I missed school for about a month after my dad passed away and stayed with my sister in Texas. My teacher would send me homework and tests in the mail, and I would complete the assignments and mail them back to her. After those few sweet weeks with my sister, I returned to Oregon and to school. We stayed there until the summer, and then my mom got a job in northern California and we headed across the state line to our new home. My uncle had made a complete recovery, and it was time for us to venture out on our own once again.
The following year was a good year. I was in the seventh grade and I loved school, had made wonderful friends, and my mom seemed to be more hopeful than I had ever seen her. It was a bit of a surprise when we abruptly left California shortly after the beginning of my eighth grade year. My mom and I were on the road again, and this time it felt like we were moving backwards. We made it to Oklahoma where my ex-stepdad was living, and stayed with him in his duplex for a couple of weeks. I didn’t know that my mom had been thinking about getting back together with him, but I knew that I had my doubts. It didn’t take her long to realize that reconnecting with him wasn’t what she truly wanted, and we ended up back in Texas before we ever had the chance to unpack.
I am still not sure how she managed this, but my mom arranged for me to be home-schooled for the first half of my eighth grade year. I would read books and sometimes have assignments, but the fall semester passed and I never enrolled in or attended school after we left California. We were in a bind when we left the duplex in our rear-view, and we moved in with my sister and her boyfriend in Texas until we got back on our feet. We settled into a new apartment down the street from my sister’s place around Christmas, and I started school after winter break. We didn’t move again after that, and my mom still lives in the same neighborhood today. We found a place to land, and we stopped running.
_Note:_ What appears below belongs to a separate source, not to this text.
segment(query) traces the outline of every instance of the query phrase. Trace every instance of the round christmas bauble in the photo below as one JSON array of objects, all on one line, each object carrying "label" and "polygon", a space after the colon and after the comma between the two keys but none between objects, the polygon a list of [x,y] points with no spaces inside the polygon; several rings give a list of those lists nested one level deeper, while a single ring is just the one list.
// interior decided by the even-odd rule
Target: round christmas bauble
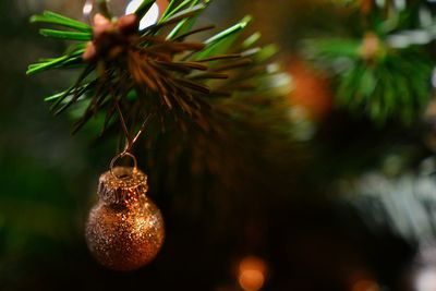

After being terrified of organized religion and steering clear of attending any church, I was skeptical when a friend from my basketball team invited me to a local youth group during our sophomore year. I ended up going with her and the pieces just started falling into place. I would hear the speaker read from the Bible and talk about Jesus with both reverence and familiarity, like he worshiped Him but he also knew Him. God was all-powerful, but He was also all-loving. The stories made sense to me, the songs we sang made sense to me. The Gospel became real, and my heart was overwhelmed with the harsh realization that I could never be perfect, and the immense relief that Jesus is. The next time the Youth Pastor asked if anyone wanted to make a decision to accept Jesus Christ as their Lord and Savior, my heart leaped in my chest and I slowly made my way to the front of the room.
My heart was overwhelmed with the harsh realization that I could never be perfect, and the immense relief that Jesus is.